Hava Taşımacılığı Eylem Grubu tarafından yapılan analiz, COVID-19 salgını sonrasında hava trafiğinde yaşanan büyük düşüşün bir sonucu olarak havacılık içinde ve havacılık tarafından desteklenen çok çeşitli işlerin risk altında olduğunu ortaya koydu.
30 Eylül 2020’de yayınlanan yeni sektör rakamlarına göre, 2020 yılında COVID-19 salgınının sebep olduğu, ardından beklenenden daha yavaş bir toparlanmanın sonucunda hava trafiğinde yaşanan ciddi düşüş, 46 milyona kadar iş kaybına neden olacak.
2024 yılından önce toparlanma beklenmiyor!
Normal şartlar altında, havacılık sektörü ve ulaşım ağının oluşturduğu turizm sektörü dünya çapında 87,7 milyon yan iş dalını desteklemekte. Havayollarında, havalimanlarında, sivil havacılık imalatçılarında ve hava trafik yönetiminde (ATM) çalışan 11 milyondan fazla insan bulunmakta. Sistemin birkaç ay boyunca neredeyse tamamen kapatılması ve yeniden açılmasının, hava yolculuğunun yaklaşık 2024 yılına kadar COVID-19 öncesi seviyelere geri dönmeyeceği anlamına geliyor.

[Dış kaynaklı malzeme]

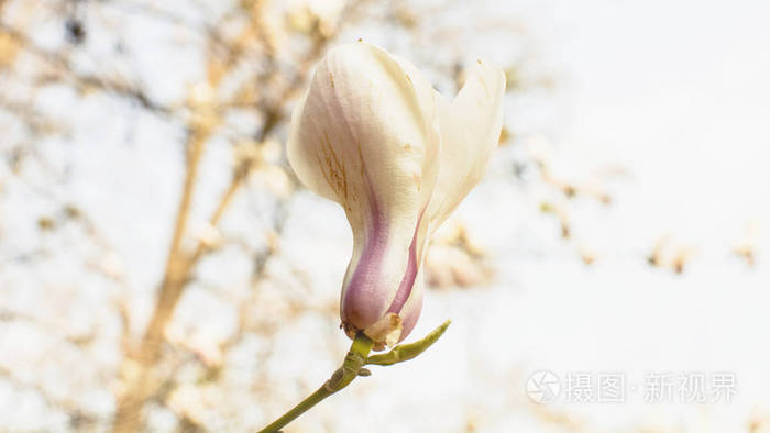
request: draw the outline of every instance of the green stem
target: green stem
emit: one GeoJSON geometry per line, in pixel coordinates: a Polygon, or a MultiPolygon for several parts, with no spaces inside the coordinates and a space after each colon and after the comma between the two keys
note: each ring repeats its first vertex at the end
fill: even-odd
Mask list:
{"type": "Polygon", "coordinates": [[[350,351],[348,351],[348,355],[345,355],[345,360],[342,363],[342,366],[338,368],[333,375],[331,375],[331,378],[327,380],[322,387],[318,388],[316,392],[308,396],[299,404],[292,408],[283,417],[273,421],[273,423],[270,425],[260,430],[258,433],[278,432],[280,428],[294,421],[297,417],[318,404],[324,398],[350,385],[350,382],[352,382],[353,379],[359,376],[361,367],[366,364],[366,357],[372,351],[373,345],[374,343],[366,335],[364,335],[363,332],[360,332],[355,336],[355,340],[353,340],[353,344],[350,346],[350,351]]]}

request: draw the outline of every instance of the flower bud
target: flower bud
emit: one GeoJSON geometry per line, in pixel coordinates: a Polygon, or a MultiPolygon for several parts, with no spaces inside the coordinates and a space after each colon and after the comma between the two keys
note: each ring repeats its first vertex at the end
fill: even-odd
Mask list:
{"type": "Polygon", "coordinates": [[[345,211],[353,254],[340,314],[351,337],[404,340],[422,306],[430,235],[481,179],[505,75],[479,62],[451,102],[411,64],[359,42],[331,49],[295,109],[288,159],[345,211]]]}

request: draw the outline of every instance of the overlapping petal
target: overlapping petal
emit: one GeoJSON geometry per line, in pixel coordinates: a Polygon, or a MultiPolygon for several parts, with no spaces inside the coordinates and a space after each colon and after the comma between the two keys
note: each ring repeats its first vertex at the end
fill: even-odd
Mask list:
{"type": "Polygon", "coordinates": [[[502,71],[480,63],[447,102],[414,65],[362,42],[318,65],[287,154],[299,179],[340,203],[351,224],[340,299],[349,335],[392,345],[415,326],[425,247],[481,179],[504,87],[502,71]]]}

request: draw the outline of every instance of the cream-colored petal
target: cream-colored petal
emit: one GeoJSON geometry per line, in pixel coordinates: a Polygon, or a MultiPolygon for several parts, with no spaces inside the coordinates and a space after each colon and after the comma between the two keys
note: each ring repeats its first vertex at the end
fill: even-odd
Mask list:
{"type": "Polygon", "coordinates": [[[287,147],[299,179],[339,202],[351,223],[341,314],[363,330],[411,289],[405,281],[421,258],[411,245],[438,175],[435,92],[408,63],[365,43],[342,45],[318,66],[287,147]]]}
{"type": "Polygon", "coordinates": [[[503,126],[505,74],[479,60],[452,102],[439,102],[441,155],[428,208],[435,231],[484,175],[503,126]]]}

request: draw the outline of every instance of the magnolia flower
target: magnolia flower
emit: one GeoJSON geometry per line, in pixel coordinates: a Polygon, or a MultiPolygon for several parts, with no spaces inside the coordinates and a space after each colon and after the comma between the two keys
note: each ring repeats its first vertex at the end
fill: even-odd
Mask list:
{"type": "Polygon", "coordinates": [[[447,101],[410,63],[358,42],[331,49],[292,119],[288,159],[342,206],[353,255],[342,327],[375,348],[404,340],[422,307],[432,233],[481,179],[503,122],[505,76],[477,62],[447,101]]]}

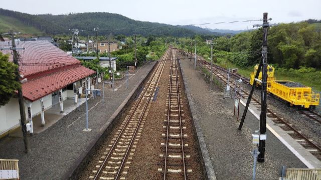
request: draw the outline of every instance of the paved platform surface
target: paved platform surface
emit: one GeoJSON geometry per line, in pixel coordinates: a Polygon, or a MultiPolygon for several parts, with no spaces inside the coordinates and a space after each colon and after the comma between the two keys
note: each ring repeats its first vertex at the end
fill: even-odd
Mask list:
{"type": "Polygon", "coordinates": [[[133,73],[135,74],[130,76],[128,88],[126,88],[125,80],[115,81],[117,90],[113,92],[110,86],[105,86],[104,107],[102,96],[89,100],[91,132],[82,132],[85,120],[85,106],[83,104],[80,112],[75,109],[45,130],[30,137],[30,154],[24,152],[21,138],[6,137],[0,140],[0,158],[19,160],[19,172],[22,180],[61,179],[154,63],[139,68],[133,73]]]}
{"type": "MultiPolygon", "coordinates": [[[[208,82],[198,66],[194,70],[192,62],[181,60],[184,78],[191,94],[196,116],[199,120],[212,163],[217,180],[252,178],[253,158],[251,151],[256,148],[252,144],[252,134],[259,128],[259,122],[248,112],[243,128],[234,114],[234,101],[223,99],[222,86],[214,83],[210,92],[208,82]]],[[[242,106],[240,116],[243,110],[242,106]]],[[[288,168],[306,168],[288,148],[267,130],[265,162],[258,163],[256,180],[276,180],[282,165],[288,168]]]]}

Hava Taşımacılığı Eylem Grubu (ATAG) İcra Direktörü Michael Gill, “2020’de 2019’da taşıdığımız yolcu trafiğinin yarısından daha azını göreceğimiz beklentisiyle 2021 yılına girerken hava taşımacılığında büyük sarsıntılar bekliyoruz. Havacılığa dayanan alt sektörler daha geniş ekonomi risk altında bulunuyor. Bazı şirketler zaten zor kararlar alıyor ve pek çok meslektaşımız bu krizden etkileniyor.” dedi.
Zincirleme tüm sektörler etkilenecek
Yapılan araştırmalar, önümüzdeki yılın başında havacılıkta 4,8 milyona yakın kişinin işini kaybedilebileceğini gösteriyor. Bu da COVID-19 öncesi seviyelere göre yüzde 43 çalışan sayısında azalma anlamına geliyor. Bu etkileri havacılığın normalde destekleyeceği tüm işler için genişlettiğimizde 46 milyon kişinin iş riski altında olduğu göze çarpıyor. Bunlar arasında yüksek vasıflı havacılık rolleri, hava yolculuğu eksikliğinden etkilenen daha geniş turizm işleri, Özel uçak kiralama servisleri inşaat sektörü, ikram malzemeleri, profesyonel hizmetler ve küresel bir ulaşım sistemini yürütmek için gereken diğer tüm öğeler yer alıyor.
Hükümetlere sanılandan daha büyük iş düşüyor
Michael Gill konu ile ilgili değerlendirmesine şu şekilde devam etti: “Bu işleri ve o ekonomik faaliyeti eski düzenine sokabilmemiz için sektörün ayağa kalkmasına yardımcı olmak kesinlikle hükümetlerin görevidir. Bu, istihdamı desteklemek için planların ötesine geçmelidir. Yolcuların ve işletmelerin seyahat konusunda kesinliğe ihtiyacı vardır. Rastgele karantina beyanlarında bulunmak, kabul edilebilir yahut edilemez destinasyon listelerini her gün değiştirmek sektöre kanayan yaralar açmaktadır. Bu kararları vermenin zor olduğunun elbette farkındayız. Ancak, testler geliştikçe ve bir aşının olasılığı daha net hale geldikçe, seyahat ortamında daha fazla istikrarın, hava taşımacılığının daha geniş ekonomik rolüne daha istikrarlı bir geri dönüş sağlayacağını umuyoruz.” dedi.